Ms Pineda came on board last year after working in the UAE for four years as a corporate communications director for a non-French firm.
Over the years, as many businesses in the UAE have undergone double-digit growth, the council has had to constantly reinvent itself in terms of proposing new activities and services to its members, especially for small to medium enterprises (SMEs) and new entrepreneurs.
It has introduced training sessions on management and market understanding, how to recruit talent in the UAE and understanding the cross-cultural business environment in the Emirates.
Designed for about 12 people, five sessions are held each quarter, with a new session offered every two weeks.
An initiative called "synergy" gathers small corporations every month and helps in the exchange of business ideas and practices by fostering dialogue.
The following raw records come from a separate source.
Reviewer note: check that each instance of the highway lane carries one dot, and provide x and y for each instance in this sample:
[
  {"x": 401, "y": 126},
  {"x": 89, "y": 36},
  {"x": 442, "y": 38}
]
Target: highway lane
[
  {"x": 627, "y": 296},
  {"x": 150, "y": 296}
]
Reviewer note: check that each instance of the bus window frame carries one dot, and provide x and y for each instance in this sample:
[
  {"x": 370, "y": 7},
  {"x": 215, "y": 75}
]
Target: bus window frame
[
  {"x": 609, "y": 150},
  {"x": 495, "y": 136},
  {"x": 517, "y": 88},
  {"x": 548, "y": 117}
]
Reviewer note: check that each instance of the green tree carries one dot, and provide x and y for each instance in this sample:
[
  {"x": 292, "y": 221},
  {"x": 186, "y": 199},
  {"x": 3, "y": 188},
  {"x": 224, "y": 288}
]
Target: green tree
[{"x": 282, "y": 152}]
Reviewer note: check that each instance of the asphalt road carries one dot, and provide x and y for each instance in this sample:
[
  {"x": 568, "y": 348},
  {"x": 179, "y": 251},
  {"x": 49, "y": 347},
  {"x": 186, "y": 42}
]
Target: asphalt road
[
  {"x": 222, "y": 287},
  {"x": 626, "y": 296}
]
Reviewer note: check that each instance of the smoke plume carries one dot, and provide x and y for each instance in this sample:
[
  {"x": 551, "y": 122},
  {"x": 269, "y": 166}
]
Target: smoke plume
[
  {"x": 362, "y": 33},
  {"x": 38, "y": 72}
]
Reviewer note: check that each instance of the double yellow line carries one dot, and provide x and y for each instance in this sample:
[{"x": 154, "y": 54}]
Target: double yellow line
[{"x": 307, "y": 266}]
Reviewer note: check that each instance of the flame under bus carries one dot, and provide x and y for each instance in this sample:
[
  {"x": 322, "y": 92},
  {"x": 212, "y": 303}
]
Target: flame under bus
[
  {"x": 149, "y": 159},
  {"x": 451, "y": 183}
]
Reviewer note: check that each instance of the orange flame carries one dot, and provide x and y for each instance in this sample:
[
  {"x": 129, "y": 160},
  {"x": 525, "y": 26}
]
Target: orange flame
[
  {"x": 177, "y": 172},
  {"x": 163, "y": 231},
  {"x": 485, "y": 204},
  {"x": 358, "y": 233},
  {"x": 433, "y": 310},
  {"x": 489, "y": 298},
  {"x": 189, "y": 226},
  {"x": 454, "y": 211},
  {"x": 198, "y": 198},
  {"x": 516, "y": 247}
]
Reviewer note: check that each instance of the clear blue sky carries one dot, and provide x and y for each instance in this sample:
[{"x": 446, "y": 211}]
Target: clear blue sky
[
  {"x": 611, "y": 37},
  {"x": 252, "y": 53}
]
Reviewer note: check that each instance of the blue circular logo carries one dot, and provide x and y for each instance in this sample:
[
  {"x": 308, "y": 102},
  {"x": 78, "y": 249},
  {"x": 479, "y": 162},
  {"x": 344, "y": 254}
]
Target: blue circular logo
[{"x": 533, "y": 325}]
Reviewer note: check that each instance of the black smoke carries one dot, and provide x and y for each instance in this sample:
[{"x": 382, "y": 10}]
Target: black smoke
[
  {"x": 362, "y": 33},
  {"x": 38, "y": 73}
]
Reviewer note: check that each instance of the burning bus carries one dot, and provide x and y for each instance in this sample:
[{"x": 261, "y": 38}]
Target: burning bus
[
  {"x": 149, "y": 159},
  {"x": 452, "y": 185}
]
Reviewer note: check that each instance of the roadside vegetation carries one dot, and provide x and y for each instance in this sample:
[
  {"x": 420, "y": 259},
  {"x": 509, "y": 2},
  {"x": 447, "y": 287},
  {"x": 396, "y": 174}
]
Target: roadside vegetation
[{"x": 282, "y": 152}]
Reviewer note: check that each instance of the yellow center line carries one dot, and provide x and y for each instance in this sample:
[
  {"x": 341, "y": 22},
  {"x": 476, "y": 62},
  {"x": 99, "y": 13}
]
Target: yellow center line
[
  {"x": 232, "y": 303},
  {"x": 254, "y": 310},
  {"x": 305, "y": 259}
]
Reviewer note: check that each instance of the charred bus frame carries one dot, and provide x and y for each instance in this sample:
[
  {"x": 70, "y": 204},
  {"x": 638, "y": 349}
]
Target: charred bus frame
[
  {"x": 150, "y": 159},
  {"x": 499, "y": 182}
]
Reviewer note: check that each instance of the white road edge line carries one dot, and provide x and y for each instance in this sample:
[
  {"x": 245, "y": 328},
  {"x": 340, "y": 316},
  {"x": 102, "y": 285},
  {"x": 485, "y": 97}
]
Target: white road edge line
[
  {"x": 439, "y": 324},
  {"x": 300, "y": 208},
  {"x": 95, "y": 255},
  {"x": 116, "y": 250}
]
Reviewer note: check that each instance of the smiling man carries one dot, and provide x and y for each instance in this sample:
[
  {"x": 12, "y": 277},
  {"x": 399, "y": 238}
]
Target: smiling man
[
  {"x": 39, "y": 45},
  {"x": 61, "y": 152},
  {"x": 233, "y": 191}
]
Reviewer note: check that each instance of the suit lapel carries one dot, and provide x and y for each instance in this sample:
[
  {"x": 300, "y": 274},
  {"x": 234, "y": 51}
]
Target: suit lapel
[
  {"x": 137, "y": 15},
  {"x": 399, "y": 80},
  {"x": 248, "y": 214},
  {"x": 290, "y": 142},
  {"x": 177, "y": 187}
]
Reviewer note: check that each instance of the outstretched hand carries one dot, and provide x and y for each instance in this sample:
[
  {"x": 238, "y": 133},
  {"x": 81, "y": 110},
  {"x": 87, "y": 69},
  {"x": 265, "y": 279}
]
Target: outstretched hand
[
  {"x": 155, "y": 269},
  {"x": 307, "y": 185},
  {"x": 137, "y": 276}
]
Started two years ago, synergy was redesigned this year to include discussions on sub-specialities such as project management and financing. The sessions can include visits to factories and offices of bigger corporations, or presentations by experts.
Of the council's members, about 65 per cent are SMEs in sectors including event management, marketing, legal business and waste management.
Networking with businesspeople who have been in the UAE for a couple of years helps business owners understand how to open a company in the region as well as handle the legal aspects, and discuss local business development strategies, says Caroline Tasse, Vectuel's Middle East branch manager.
Her company built a virtual edition of Abu Dhabi's carbon neutral initiative Masdar City in 2010, 15 years before it is expected to be completed. Ms Tasse is also the vice president of the council.
Another council programme, called "horizon", started in January and helps match member SMEs with business projects of bigger corporations that can be contracted to these smaller firms. So far, there have been 15 such matches, Ms Pineda says.
SMEs in sectors such as human resources consulting, interior design, management consulting and graphic design have benefited from the initiative.
Algeco, a global manufacturer of prefabricated modulated spaces, has an office in Dubai that employs about 150 people. It became a French Business Council member just over a year ago and has already benefited "dramatically" from the networking efforts of the council, which helped it expand in the GCC region, says Jim Muldoon, the company's general manager for the GCC region, who is based in Dubai. "However experienced you are in business, you always need somebody senior for support," Mr Muldoon says.
A recent increase in young French expatriate population, in particular, has led the council to hold networking opportunities such as "young professional French Tuesday", which is geared towards under-25s.
The idea is to counsel them on how to start planning for the future and investing in areas such as property or life insurance, among other issues.